Stories

Oldsmobiles and Mom

On Thursday, April 29, 2004, the last Oldsmobile rolled of the assembly line in Lansing, Michigan. 

Today’s cars continue to use the “platform” technology perfected by the Big 3 American car companies as several models across brand shared axles, fenders and other components.  Remember, Marisa Tormei’s comparison of GM models from the witness stand in Cousin Vinny?  In the heyday of General Motors, while every brand – Cadillac, Pontiac, Buick – shared parts, they were also well known for some of their unique components.

Growing up, we had a mid-60s burgandy red, Oldsmobile Cutlass Station Wagon and my mom drove the hell out of that car.  My brother’s first car was a hot and beautiful fire engine red, ’66 Olds Cutlass Couple.  I loved that car and was so jealous of him.  My dad said, if you put anything less than 100,000 miles on an Olds engine you’ve abused it.  Its heart was a strong, four-barrel, 350-V-8 – the kind my dad referred to – and you couldn’t pull away from any intersection without leaving rubber. 

When you tromped down on the accelerator to pass, the entire car leaped up as if you were going to fly over the vehicle you were subduing.  Maybe that’s why the Oldsmobile emblem was a rocket.

With great media fanfare in Lansing, car enthusiasts, GM executives and workers, local politicians were all bemoaning the loss of a storied brand and the changes it would cause in their collective lives.  But, in small Southwest Michigan town events with less attention were unfolding and they would change me in ways I never thought possible. 

My day started with an early morning phone call in my Duluth, Minnesota hotel.  My father weeping so hard he could barely speak.

The day before, I learned of my mother’s hospitalization in a similar tearful call.  When I spoke to her, she discouraged me from cancelling my business trip to come see her. She’d be home by the weekend and I should plan to visit her then.  As soon as the wheels went up on the plane, I knew something wasn’t right.  My dad’s call and tears confirmed the feeling in my gut.

The next call woke my office manager as I told her, “Get me the hell out of here, I don’t care what it costs!”  Next, siblings telling them, “Get home.”  Then, to the small town hospital’s operator and instead of being transferred to the CCU, I ended up in the President’s Office and Linda Bennett, answered.  See, Linda was the hospital President’s Executive Assistant and was a close friend of my mom and this kind of shit only happens in small towns.  She quickly transferred me to the CCU and the nurse’s first question was – Where are you, honey?  Your mom is very sick.

I packed, went to my clients, informed them of my need to return to Michigan and by late morning I was in the air, but behind schedule. 

On the ground in Minneapolis, I raced with luggage in tow to my connecting flight as my call to the CCU was surreal.  In the background, I heard the hospital staff running a code while the nurse handed the phone to my dad back to the nurse, to the doctor, to my dad, to the nurse, to the doctor who was encouraging me to encourage my dad to do a DNR. 

It was like I was there and I wasn’t.  Like the sound waves through the phone had transported me like the rays from a room on the Starship Enterprise.  

I yelled at the gate agent to hold the door and as the last passenger on the plane, I stepped from the jetway to the cabin, as a howl from my dad was followed by silence and then a nurse informing me of my mom’s transition to the triumphant church. 

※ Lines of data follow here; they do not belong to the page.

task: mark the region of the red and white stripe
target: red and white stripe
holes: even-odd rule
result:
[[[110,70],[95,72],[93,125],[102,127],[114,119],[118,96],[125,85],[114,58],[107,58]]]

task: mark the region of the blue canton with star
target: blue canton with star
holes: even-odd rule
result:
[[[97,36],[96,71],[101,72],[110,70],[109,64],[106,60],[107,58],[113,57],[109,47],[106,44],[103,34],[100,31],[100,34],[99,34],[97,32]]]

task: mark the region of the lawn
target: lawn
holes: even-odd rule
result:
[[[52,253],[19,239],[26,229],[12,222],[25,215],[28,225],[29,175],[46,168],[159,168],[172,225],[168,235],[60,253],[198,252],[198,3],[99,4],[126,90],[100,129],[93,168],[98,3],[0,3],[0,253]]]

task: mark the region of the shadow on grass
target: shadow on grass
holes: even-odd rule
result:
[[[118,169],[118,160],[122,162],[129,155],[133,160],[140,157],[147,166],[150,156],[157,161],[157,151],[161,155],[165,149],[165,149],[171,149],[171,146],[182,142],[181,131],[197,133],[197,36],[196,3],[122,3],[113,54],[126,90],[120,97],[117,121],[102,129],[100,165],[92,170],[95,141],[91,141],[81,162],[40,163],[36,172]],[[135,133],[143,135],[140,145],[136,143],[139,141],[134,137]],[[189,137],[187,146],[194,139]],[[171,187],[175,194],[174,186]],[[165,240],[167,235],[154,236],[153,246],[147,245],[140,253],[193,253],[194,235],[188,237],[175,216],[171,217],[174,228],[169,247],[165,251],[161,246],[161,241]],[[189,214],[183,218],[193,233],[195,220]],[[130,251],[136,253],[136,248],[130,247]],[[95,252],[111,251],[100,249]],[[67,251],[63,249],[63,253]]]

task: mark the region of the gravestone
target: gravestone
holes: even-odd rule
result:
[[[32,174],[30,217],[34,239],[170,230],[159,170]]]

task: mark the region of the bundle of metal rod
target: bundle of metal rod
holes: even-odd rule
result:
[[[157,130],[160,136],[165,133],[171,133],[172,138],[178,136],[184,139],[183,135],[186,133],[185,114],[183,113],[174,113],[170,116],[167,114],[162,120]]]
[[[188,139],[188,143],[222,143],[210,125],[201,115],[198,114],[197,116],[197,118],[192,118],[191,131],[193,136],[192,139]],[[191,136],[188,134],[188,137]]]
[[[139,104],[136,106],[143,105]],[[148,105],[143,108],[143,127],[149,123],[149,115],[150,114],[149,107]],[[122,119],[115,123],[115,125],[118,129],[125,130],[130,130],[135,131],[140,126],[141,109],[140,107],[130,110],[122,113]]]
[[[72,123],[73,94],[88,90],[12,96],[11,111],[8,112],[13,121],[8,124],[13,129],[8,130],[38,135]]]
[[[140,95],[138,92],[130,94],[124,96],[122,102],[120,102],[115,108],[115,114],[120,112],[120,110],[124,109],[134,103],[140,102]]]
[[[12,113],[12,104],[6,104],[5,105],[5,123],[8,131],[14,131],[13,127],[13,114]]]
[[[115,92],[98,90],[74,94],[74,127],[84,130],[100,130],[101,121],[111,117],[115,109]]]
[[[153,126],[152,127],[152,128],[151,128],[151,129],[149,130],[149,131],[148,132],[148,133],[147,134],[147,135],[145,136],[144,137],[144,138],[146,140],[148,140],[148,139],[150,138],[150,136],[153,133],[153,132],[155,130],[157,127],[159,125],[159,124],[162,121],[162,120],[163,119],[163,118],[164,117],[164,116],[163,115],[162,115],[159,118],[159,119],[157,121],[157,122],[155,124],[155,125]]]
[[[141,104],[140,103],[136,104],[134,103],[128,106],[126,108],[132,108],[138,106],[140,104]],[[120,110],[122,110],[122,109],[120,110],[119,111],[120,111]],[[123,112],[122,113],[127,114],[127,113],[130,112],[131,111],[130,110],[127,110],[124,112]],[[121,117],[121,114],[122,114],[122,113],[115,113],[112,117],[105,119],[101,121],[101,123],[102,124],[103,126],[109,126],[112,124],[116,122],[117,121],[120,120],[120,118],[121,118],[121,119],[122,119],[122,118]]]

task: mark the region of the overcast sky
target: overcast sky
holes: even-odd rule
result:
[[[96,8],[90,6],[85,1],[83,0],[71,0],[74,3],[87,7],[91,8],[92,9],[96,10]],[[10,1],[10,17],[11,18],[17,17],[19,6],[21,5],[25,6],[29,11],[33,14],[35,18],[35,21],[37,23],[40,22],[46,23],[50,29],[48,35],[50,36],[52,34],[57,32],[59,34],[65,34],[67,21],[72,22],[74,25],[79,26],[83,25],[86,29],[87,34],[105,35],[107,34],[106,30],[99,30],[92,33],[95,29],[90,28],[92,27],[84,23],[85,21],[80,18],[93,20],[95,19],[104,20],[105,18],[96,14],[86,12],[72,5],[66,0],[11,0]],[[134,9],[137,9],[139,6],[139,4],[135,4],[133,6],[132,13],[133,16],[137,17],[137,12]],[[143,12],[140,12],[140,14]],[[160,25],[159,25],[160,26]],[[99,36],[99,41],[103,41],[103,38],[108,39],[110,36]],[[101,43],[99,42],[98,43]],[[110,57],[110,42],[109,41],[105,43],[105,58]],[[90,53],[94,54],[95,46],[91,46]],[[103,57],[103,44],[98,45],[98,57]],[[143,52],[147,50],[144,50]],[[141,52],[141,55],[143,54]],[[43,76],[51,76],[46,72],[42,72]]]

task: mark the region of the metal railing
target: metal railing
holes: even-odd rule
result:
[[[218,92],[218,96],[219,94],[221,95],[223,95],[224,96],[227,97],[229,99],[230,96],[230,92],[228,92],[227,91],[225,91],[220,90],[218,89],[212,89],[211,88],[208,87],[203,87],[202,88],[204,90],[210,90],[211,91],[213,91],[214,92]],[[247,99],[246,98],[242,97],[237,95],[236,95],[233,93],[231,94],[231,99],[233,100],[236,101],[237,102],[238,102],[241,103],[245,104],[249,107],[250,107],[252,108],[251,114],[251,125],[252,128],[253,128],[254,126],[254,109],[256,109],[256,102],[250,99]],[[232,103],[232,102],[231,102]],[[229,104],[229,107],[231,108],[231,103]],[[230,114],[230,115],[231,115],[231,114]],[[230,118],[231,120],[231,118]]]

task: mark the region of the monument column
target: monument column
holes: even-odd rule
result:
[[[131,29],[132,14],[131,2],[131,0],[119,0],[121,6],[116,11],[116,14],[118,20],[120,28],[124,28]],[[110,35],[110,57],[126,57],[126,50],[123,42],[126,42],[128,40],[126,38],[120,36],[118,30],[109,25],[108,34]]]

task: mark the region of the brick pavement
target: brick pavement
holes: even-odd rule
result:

She had a heart so filled with love that anyone would tell you that it was more powerful than anything Oldsmobile could manufacture, even its heyday.  But, she didn’t make it to 71 years and I wonder what would have been the equivalent of 100,000 miles.  Yet, the nearly 600 miles that separated me from the events that day and the regretful memories, burn in my soul like the rubber my brother’s Cutlass left at every intersection.